20 “Batıda Levo-Hamat'ın karşısındaki noktaya dek Akdeniz sınır oluşturacak. Batı sınırı bu olacak.
A o ka aoao komohana hoi, oia ke kai nui mai kela palena, a hiki ma ke komo ana o Hamata. Oia ka aoao komohana.
21 “Bu ülkeyi İsrail oymaklarına göre aranızda paylaşacaksınız.
Pela e puunaue ai oukou i keia aina no oukou e like me na ohana a Iseraela.
22 Ülkeyi içinizde yaşayan ve içinizdeyken çocukları olan yabancılarla kendiniz arasında mülk olarak bölüşeceksiniz. Onları İsrail'de doğan yerliler sayacaksınız. Onların da İsrail oymakları arasında sizin gibi mülkleri olacak.

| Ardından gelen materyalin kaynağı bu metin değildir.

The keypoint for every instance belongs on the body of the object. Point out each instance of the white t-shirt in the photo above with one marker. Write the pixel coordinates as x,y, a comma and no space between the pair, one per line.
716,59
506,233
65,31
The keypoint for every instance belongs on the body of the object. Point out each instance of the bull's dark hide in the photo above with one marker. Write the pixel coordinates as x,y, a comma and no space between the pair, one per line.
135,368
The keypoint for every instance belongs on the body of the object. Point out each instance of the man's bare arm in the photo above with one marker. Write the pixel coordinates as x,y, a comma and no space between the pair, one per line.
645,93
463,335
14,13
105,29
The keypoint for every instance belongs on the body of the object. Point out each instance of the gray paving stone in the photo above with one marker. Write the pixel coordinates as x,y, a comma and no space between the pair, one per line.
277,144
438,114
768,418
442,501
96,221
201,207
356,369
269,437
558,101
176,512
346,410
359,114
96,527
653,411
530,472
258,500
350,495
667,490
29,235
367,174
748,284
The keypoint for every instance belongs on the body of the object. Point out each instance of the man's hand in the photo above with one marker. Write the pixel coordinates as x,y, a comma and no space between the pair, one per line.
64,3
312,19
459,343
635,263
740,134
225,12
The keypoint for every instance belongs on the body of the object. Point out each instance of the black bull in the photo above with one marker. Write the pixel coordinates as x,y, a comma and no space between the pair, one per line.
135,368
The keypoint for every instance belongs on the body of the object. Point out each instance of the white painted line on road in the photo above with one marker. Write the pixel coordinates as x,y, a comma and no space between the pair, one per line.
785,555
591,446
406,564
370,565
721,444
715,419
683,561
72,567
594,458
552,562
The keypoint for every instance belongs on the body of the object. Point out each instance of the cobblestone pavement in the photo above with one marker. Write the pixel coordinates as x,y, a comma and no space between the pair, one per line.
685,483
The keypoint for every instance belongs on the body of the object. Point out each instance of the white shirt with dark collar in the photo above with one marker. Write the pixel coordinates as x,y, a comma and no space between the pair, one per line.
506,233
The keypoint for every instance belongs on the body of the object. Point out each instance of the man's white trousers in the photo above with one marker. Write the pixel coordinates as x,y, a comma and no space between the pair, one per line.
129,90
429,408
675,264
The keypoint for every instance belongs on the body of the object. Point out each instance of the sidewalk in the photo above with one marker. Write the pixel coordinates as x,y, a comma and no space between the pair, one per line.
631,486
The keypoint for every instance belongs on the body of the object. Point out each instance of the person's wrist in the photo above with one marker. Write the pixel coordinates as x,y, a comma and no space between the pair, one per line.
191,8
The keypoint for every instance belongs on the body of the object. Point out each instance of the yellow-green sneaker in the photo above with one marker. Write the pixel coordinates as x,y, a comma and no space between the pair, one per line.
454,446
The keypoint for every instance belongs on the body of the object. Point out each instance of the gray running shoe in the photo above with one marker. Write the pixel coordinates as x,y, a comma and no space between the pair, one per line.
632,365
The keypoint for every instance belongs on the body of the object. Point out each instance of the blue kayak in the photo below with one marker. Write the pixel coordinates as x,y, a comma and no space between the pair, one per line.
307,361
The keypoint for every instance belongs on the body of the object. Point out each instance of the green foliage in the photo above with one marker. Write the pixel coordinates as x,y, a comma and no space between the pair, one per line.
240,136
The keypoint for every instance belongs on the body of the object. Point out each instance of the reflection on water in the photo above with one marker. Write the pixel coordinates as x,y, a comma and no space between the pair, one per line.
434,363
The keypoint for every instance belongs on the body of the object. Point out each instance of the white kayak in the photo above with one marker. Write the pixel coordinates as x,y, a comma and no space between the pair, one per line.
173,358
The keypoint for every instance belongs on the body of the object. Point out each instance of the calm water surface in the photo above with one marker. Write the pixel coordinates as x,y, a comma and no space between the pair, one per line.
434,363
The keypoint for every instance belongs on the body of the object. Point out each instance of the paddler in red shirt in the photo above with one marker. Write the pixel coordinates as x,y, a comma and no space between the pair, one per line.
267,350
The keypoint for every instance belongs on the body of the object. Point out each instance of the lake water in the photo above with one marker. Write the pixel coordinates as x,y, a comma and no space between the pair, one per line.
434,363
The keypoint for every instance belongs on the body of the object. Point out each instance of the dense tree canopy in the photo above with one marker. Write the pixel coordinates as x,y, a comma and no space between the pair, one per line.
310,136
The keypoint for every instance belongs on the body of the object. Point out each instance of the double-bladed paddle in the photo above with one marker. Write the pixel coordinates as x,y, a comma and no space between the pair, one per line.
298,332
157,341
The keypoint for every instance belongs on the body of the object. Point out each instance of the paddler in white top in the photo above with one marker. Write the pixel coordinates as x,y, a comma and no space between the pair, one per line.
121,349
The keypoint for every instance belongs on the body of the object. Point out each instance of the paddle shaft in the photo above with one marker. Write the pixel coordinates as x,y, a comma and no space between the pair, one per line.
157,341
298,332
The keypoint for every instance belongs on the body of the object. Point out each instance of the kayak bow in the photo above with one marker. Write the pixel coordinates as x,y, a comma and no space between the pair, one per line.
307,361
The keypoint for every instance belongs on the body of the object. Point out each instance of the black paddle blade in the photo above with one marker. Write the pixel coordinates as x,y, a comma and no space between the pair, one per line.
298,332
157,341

Ae hiki no keia, e puunaue oukou ma ka pu ana, i hooilina no oukou, a no na malihini e noho ana iwaena o oukou, a loaa ia lakou na keiki iwaena o oukou; a lilo lakou ia oukou me he poe la i hanauia ma ka aina iwaena o na mamo a Iseraela; e loaa ia lakou me oukou ka hooilina iwaena o na ohana a Iseraela.
23 Yabancı hangi oymağa yerleşmişse, orada ona düşen payı mülk olarak vereceksiniz.” Egemen RAB böyle diyor.
Eia keia, ma ka ohana i noho ai ka malihini, malaila e haawi ai oukou i hooilina nona, wahi a Iehova ka Haku.